By Matthew Brett

Over 140 McGill students, faculty and staff participated in a July 13 event about allyship against anti-Black and systemic racism with the goal of introducing participants to the idea of effective allyship and moving toward concrete action.

The “effective allyship against anti-Black and systemic racism” event was part of an ongoing series of events and actions taken by the Social Accountability and Community Engagement (SACE) office in response to the killing of George Floyd and ongoing Black Lives Matter movement.

Prior to this event, the SACE Office held a community-based open forum for Black students, faculty and staff within McGill’s Faculty of Medicine to share experiences and reflect.

The allyship event followed in response to students and faculty community members appealing for guidance on what they can do in the fight against anti-Black and systemic racism.

Dr. Saleem Razack, Director of the SACE Office, shared a key takeaway following the event.

“Allyship is a practice, not a destination,” said Dr. Razack. “Deep listening to the voices of those one seeks to be allied with is the most important part of good allyship, coupled with tangible actions.”

This event was meant to be an introduction to the topic of allyship with a more concrete workshop about skill-building for effective allyship planned for the fall.
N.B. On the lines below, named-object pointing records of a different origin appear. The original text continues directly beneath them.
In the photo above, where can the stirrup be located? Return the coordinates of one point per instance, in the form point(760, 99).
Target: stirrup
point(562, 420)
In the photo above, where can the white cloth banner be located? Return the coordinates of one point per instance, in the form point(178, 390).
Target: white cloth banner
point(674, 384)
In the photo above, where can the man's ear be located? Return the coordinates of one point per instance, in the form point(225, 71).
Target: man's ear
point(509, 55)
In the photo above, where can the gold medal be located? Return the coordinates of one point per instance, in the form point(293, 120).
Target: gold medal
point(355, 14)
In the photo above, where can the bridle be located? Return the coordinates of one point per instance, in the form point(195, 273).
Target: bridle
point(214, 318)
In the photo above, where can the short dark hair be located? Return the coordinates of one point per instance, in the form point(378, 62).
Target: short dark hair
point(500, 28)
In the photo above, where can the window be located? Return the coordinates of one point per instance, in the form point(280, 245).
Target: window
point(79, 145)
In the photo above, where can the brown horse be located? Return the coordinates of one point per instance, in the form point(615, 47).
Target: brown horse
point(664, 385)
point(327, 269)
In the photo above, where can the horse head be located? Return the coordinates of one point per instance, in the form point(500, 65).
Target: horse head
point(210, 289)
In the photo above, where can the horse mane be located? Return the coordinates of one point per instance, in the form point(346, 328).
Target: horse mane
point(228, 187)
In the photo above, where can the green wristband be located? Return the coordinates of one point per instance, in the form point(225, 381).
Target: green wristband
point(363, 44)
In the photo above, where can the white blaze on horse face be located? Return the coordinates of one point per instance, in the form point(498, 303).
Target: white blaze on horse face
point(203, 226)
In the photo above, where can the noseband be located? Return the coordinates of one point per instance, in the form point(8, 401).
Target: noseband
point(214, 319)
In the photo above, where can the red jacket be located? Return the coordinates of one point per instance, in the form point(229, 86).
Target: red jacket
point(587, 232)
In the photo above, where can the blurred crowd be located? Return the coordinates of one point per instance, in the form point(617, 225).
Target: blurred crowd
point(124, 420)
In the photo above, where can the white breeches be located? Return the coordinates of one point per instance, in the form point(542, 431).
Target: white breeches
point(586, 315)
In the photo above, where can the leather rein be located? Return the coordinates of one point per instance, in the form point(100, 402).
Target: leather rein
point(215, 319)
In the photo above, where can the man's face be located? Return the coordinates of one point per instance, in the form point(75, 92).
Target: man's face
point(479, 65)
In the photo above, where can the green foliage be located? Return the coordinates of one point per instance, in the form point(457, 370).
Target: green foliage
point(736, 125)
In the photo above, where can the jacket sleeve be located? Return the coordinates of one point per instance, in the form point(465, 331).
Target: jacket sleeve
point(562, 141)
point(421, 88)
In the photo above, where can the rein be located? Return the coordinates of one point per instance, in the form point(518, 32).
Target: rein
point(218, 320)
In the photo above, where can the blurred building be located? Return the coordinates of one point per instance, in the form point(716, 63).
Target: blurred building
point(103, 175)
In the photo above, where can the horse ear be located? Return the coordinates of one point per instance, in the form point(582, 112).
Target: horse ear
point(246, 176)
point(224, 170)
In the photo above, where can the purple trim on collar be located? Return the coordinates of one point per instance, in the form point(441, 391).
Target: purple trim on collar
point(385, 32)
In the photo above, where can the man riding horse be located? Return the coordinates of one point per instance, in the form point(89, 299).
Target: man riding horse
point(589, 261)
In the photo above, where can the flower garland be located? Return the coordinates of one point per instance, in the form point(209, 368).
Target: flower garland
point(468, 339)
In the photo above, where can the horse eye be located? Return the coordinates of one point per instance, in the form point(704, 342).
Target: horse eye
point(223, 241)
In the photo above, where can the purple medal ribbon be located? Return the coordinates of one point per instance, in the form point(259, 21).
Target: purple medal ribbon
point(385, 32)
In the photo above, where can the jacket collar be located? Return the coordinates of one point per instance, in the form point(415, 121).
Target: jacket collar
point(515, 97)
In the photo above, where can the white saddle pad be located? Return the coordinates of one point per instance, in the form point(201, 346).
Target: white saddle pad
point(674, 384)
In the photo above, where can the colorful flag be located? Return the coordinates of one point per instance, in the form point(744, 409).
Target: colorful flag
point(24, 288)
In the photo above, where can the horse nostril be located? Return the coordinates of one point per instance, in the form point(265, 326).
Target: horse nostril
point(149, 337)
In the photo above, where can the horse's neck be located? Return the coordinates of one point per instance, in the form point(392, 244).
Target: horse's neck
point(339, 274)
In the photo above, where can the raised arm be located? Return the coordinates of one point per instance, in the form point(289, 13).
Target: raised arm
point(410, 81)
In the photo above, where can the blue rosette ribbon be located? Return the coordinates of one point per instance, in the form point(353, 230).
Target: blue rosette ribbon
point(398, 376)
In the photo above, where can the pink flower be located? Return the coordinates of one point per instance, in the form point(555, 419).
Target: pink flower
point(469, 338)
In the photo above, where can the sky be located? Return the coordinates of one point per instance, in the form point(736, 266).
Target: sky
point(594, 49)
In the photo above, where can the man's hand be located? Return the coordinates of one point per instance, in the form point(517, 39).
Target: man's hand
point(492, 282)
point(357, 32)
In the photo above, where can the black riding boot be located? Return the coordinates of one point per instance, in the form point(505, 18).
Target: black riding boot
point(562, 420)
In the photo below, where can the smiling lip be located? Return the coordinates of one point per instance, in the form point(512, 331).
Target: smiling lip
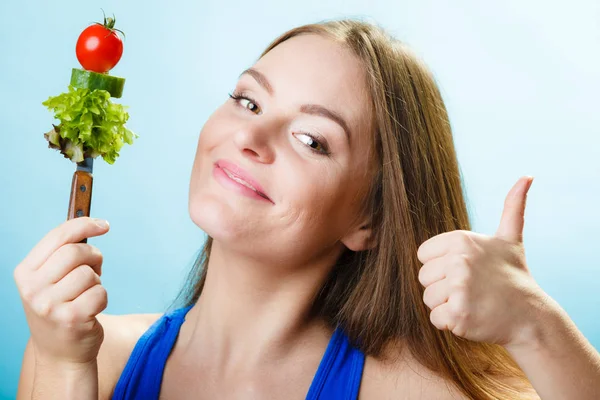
point(242, 175)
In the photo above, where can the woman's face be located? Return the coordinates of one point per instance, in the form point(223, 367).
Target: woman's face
point(314, 184)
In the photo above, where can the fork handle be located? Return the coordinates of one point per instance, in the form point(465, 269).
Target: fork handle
point(80, 201)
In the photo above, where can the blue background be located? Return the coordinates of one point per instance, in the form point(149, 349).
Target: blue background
point(521, 83)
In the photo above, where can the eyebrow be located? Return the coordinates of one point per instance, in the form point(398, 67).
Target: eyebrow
point(312, 109)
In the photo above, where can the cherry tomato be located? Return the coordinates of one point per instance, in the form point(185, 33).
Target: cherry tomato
point(99, 48)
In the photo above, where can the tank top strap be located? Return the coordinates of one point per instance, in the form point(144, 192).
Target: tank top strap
point(340, 371)
point(142, 376)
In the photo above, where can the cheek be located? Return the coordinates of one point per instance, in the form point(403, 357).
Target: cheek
point(312, 199)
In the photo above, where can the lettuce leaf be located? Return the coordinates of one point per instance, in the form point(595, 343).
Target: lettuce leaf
point(90, 125)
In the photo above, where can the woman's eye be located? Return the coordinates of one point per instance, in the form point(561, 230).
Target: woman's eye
point(312, 142)
point(308, 139)
point(241, 96)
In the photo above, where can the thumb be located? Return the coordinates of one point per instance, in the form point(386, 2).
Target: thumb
point(513, 215)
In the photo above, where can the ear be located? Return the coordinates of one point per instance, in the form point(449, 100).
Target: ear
point(360, 237)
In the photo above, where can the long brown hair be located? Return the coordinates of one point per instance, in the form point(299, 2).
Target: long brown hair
point(375, 295)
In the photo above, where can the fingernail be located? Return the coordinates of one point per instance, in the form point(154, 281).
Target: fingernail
point(102, 223)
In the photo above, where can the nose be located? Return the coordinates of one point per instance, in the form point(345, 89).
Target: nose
point(257, 139)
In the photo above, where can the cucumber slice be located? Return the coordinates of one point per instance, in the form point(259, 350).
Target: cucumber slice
point(83, 79)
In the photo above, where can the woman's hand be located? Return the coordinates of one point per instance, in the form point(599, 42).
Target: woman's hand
point(59, 285)
point(479, 287)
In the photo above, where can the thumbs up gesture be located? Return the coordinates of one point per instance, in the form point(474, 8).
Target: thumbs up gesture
point(479, 287)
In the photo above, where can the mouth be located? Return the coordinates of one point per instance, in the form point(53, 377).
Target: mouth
point(241, 177)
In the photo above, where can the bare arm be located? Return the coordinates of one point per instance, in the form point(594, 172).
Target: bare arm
point(40, 380)
point(558, 360)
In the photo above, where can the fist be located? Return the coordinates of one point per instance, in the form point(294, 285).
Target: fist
point(59, 284)
point(479, 287)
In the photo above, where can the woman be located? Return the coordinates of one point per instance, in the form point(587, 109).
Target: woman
point(339, 262)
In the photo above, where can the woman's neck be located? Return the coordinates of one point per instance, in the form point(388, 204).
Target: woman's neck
point(250, 313)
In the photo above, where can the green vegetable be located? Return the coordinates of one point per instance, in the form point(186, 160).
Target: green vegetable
point(90, 125)
point(83, 79)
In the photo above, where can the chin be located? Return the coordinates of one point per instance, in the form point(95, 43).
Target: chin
point(216, 218)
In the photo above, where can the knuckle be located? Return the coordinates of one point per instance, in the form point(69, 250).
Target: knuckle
point(27, 293)
point(69, 318)
point(458, 308)
point(42, 306)
point(86, 273)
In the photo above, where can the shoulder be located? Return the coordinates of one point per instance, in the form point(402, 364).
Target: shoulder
point(121, 333)
point(403, 377)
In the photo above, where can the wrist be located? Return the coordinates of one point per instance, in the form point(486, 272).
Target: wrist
point(56, 379)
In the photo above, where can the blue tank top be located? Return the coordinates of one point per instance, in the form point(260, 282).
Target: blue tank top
point(338, 376)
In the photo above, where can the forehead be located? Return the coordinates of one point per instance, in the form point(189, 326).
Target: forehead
point(311, 69)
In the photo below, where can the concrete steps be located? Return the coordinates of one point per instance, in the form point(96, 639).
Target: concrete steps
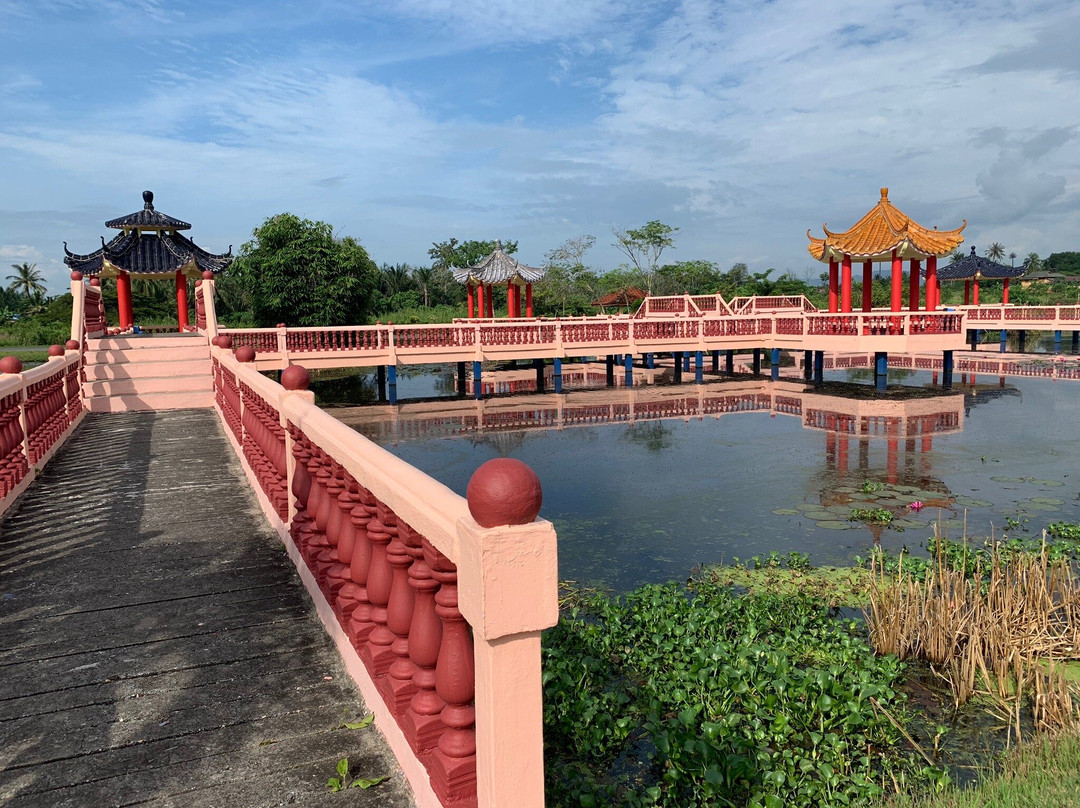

Dr. Pascale Caidor, the SACE Diversity and Engagement Program Officer, said this first event was an opportunity for allies to critically question individual and collective allyship with Black communities. She stressed the importance of naming systemic racism and speaking about anti-racist practice.

“The issue of anti-racism has suffered from invisibility,” said Dr. Caidor. “This notion needs to be made increasingly present in our narrative and discourses. This moment requires that we make explicit commitments to embrace anti-racism. We need to speak up and teach ourselves how to engage and dismantle systemic racism. Silence on issues of racism and microaggressions can no longer be acceptable.”

Dr. Caidor encouraged individuals and groups to take concrete action.

“We encourage the university community to become allies in the fight against anti-Black racism by taking concrete actions in their daily lives to overcome racism,” she said. “These actions can take the form of reading to become better informed or participating in anti-racism initiatives. We invite the university community to initiate actions in their respective units, programs, and departments.”

The workshop began with an overview about allyship from Charlene Lewis-Sutherland, the Equity Education Program Administrator with Teaching and Learning Services.

 A brief panel session provided the opportunity for Faculty staff member Matthew Brett, Dr. Jaswant Guzder and Dr. Saleem Razack to share their experience with allyship against anti-Black racism. This was followed by a brief breakout room session where all participants had an opportunity to share and propose concrete actions.